The demonstrator is a further development of the “Rock, Paper, Scissors”- demonstrator from CeTI at TU Dresden, which was awarded the Saxon State Prize for Design. It is a result of a fruitful exchange between CeTI and 6G-life scientists. The new, smaller measuring system in the glove makes the demonstrator more mobile and technically much less demanding to support. In addition, the gesture recognition has been extended to a significantly better mirroring of human hand movements. The natural approach of the greeting gesture serves as a low-barrier entry point for visitors on public events to interact. The playful interaction has potential to generate public interest in research to help shape future human-robot interactions.

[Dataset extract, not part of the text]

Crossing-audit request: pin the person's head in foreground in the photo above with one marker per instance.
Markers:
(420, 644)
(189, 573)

The demonstrator Hello Robot enables natural interaction with a robot. Users wear a glove that captures finger movements, recognizes gestures and eventually transmits them to the robotic hand. The demonstrator consists of a robotic arm with a 3D-printed human-like hand, the customized glove with textile-integrated sensors and a processing unit on the back. It is a knitted glove equipped with strain sensors directly in the textile, positioned at the tops of the fingers, resulting in a measurable strain of the sensors in case of finger bending. The sensor chosen was an electrically conductive coated polymer yarn that behaves in such a way that its electrical resistance changes when exposed to mechanical stress. Movements and rotations of the human hand or arm are recorded by a highly miniaturized measuring system, which is located directly in the glove in a specially developed miniature printed circuit board. The raw analog data is processed to recognize the gestures of the person wearing the glove. The microprocessor in the robotic hand then reads the command to copy the desired gesture.